TRAMA
Manhattan: un portuale fa sbarcare clandestinamente due parenti siciliani. Uno di loro si mette con sua nipote, di cui è gelosissimo.
RECENSIONI
Dramma della gelosia a tinte forti, morboso e scandaloso, a tratti enfatico ma di sicuro effetto. Tratto dalla pièce di Arthur Miller, vede Sidney Lumet in trasferta europea con film bilingue (Jean Aurenche per la versione francese, Norman Rosten per quella inglese) e in sintonia con un testo ed un autore che separano legge istituzionale e moralità individuale: la Legge è Natura; se non lo è, è sbagliata la Legge.
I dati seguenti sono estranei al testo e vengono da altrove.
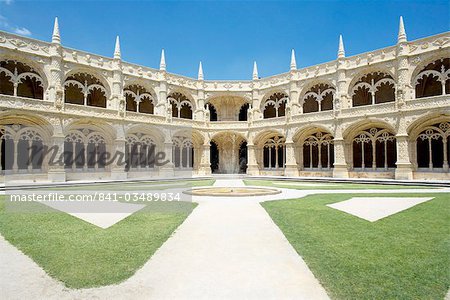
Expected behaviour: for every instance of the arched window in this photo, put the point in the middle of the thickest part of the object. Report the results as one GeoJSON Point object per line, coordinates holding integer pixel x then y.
{"type": "Point", "coordinates": [318, 151]}
{"type": "Point", "coordinates": [140, 152]}
{"type": "Point", "coordinates": [373, 88]}
{"type": "Point", "coordinates": [274, 152]}
{"type": "Point", "coordinates": [433, 146]}
{"type": "Point", "coordinates": [181, 106]}
{"type": "Point", "coordinates": [182, 152]}
{"type": "Point", "coordinates": [21, 149]}
{"type": "Point", "coordinates": [84, 89]}
{"type": "Point", "coordinates": [318, 98]}
{"type": "Point", "coordinates": [275, 105]}
{"type": "Point", "coordinates": [18, 79]}
{"type": "Point", "coordinates": [374, 148]}
{"type": "Point", "coordinates": [85, 150]}
{"type": "Point", "coordinates": [243, 112]}
{"type": "Point", "coordinates": [138, 99]}
{"type": "Point", "coordinates": [434, 79]}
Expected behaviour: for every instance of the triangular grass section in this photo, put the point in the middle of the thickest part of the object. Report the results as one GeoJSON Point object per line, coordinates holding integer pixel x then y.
{"type": "Point", "coordinates": [403, 256]}
{"type": "Point", "coordinates": [82, 255]}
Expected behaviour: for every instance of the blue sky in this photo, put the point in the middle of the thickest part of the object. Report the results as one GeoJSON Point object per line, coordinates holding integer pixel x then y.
{"type": "Point", "coordinates": [226, 36]}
Come in Morte di un Commesso Viaggiatore, è protagonista un individuo incapace di esprimersi attraverso le parole, preparando il terreno tragico nel Fronte del Porto che, prima, parteggia per la solidarietà fra connazionali e l’immigrazione clandestina figlia della povertà, e in seguito attacca duramente la mentalità maschilista che traduce in violenza le frustrazioni figlie della possessività nei confronti della donna, dei pregiudizi nei confronti del diverso (la fobia verso l’omosessualità), dell’ipocrisia (il protagonista vigliacco e impotente) e dell’esibizionismo macho (la prova di forza nella scena della sedia…). Il tutto esemplificato nella scandalosa ed audace (per l’epoca) sequenza del "doppio bacio" di Giuda (non mascherando il disprezzo, però) alla nipote e al ragazzo, con varie sequenze angoscianti come contorno: il terrore negli occhi di Maureen Stapleton quando intima alla nipote di staccarsi da “lui”, il tic-tac del telefono vendicativo, il finale shock. La mentalità retrograda ritratta genera anche danni collaterali: la moglie trascurata ma amata pur conoscendo i suoi desideri inconfessati, la nipote succube di un senso di colpa che non le dovrebbe appartenere. Il personaggio di Raf Vallone è inquietante, ingestibile, imbarazzante, la summa gonfia di una mentalità che ispira pena e fomenta rabbia. Nota a latere: le età reali e presunte (di finzione) degli attori lasciano un poco a desiderare.